One of the first things that stood out to me was the use of Jean Anyon's study, Social Class and the Hidden Curriculum of Work. I was intrigued by the use of the question "can you make knowledge?" and how the answers differed between schools.
In the working class school: "When Anyon asked these fifth grade students, 'what do you think of when I say the word knowledge?' Not a single child used the word think. When asked if they thought they could make knowledge, only one of them said yes."
"When children in the middle class school were asked what knowledge is, seventeen of twenty used words like learn, remember, facts, study, smartness, intelligent, know, school, study and brains. When asked if they could make knowledge, nine said no and eleven said yes. When asked how, they said they'd look it up or listen and do what they're told or they'd go to the library."
"The children in the affluent professional school had the least trouble answering the question, 'what is knowledge?" Many of them used the word think and several alluded to personal activity having to do with ideas. ('Figuring stuff out.' 'You think up ideas and then you find out things wrong with those ideas.') When asked 'can you make knowledge?' sixteen said yes; only four said no.
"When asked, 'can you make knowledge?' half the children in the executive elite schools said yes, half said no. Compared with affluent professional school children, these children took a more passive view toward the creation of knowledge. For many of them, knowledge comes from tradition. It's 'out there' and you are expected to learn it."

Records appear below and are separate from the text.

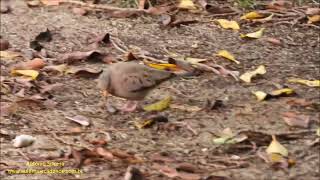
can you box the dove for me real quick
[98,62,175,112]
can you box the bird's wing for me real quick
[122,71,157,92]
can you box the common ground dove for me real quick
[98,62,175,112]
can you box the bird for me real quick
[97,61,175,112]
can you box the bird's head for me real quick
[97,68,111,97]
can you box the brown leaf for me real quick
[15,88,25,98]
[35,29,52,42]
[95,147,114,161]
[15,98,44,110]
[43,99,58,109]
[153,164,201,180]
[90,139,108,146]
[65,115,90,126]
[12,58,46,70]
[149,153,176,163]
[267,0,292,10]
[43,64,68,74]
[110,149,132,159]
[282,112,310,128]
[0,38,10,50]
[286,98,313,107]
[124,166,145,180]
[66,67,102,79]
[72,8,87,16]
[60,50,107,64]
[176,162,198,173]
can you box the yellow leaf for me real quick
[240,65,266,83]
[268,153,285,163]
[147,63,179,71]
[253,14,274,23]
[216,19,240,30]
[134,119,155,129]
[308,15,320,24]
[252,91,268,101]
[241,28,265,39]
[177,0,197,10]
[288,78,320,87]
[217,50,239,64]
[143,96,171,112]
[317,127,320,136]
[266,135,288,157]
[0,51,22,60]
[270,88,294,96]
[240,11,264,20]
[11,70,39,80]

I thought this question and the answers it produced were an eye-opening reflection on how we teach students in each of these schools. Students in working-class areas were basically just made to regurgitate information on a worksheet instead of being challenged academically the way that their more elite counterparts were.
I may be misguided here, but I think it's important to acknowledge that students in working class schools may have more issues going on at home than those in elite schools. For example, an eighth grade student in my old school was kicked out of her house on a Tuesday night. On Wednesday, the student's English teacher told her that she needed to take an oral quiz. The student didn't even respond - not a word. The teacher was, as expected, very frustrated when this student barely acknowledged her presence when she tried to get the student to take the quiz. The teacher didn't find out until later what the situation was at home, so what should she have done? Would the same thing have happened in an elite school? I think its unrealistic for us to say that we can make the kids forget or ignore what's happening outside of school walls - so what do we do about this? How does this contribute to students perceptions of school work? Might students in working class schools buy into their own education more if they thought that working on a debate or science experiment or measuring the classroom was more important than a worksheet? (Peterson would likely say yes.)

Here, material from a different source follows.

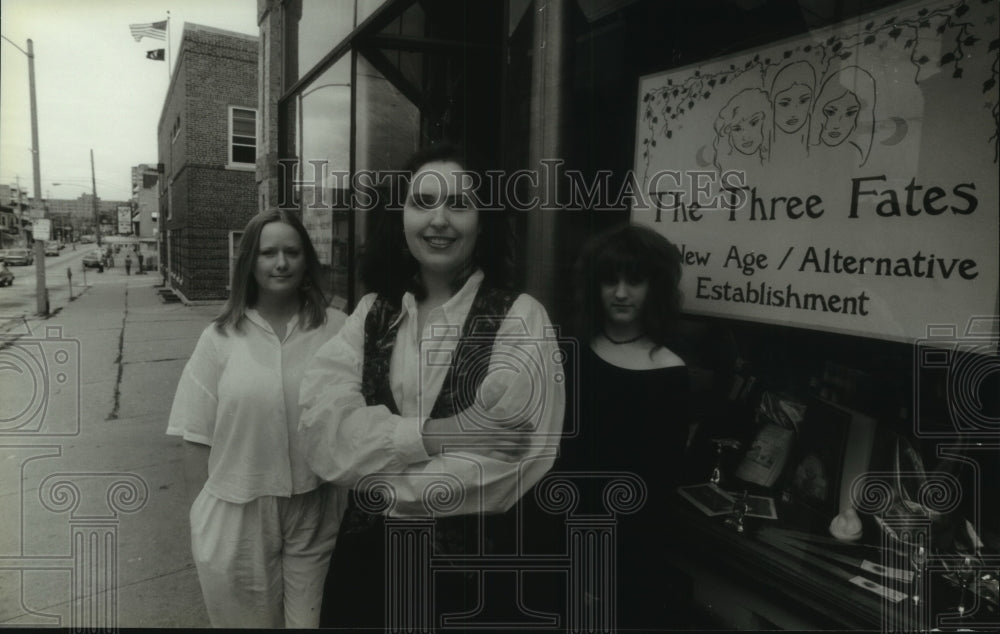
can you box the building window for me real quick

I also want to point out a huge strength that my former school had in this regard; it really pushed students from the working class to succeed in engaging ways like the projects and assignments discussed in the affluent and elite schools. Students participated in "Mad Science Days" in which they conducted experiments in front of their peers, competed in writing and History Day competitions and had a full semester long debate class. While the focus of the school was definitely on scores and data, I truly believe that our academic mission was being fulfilled. We touted a rigorous, inquiry based curriculum with a focus on math and science and a strong foundation in the humanities. Our graduates have gone on to wonderful schools and are succeeding there (we haven't had a class graduate from college yet, but will this year). I wonder if some of the things like what I mentioned above were implemented in other schools if it would make a difference.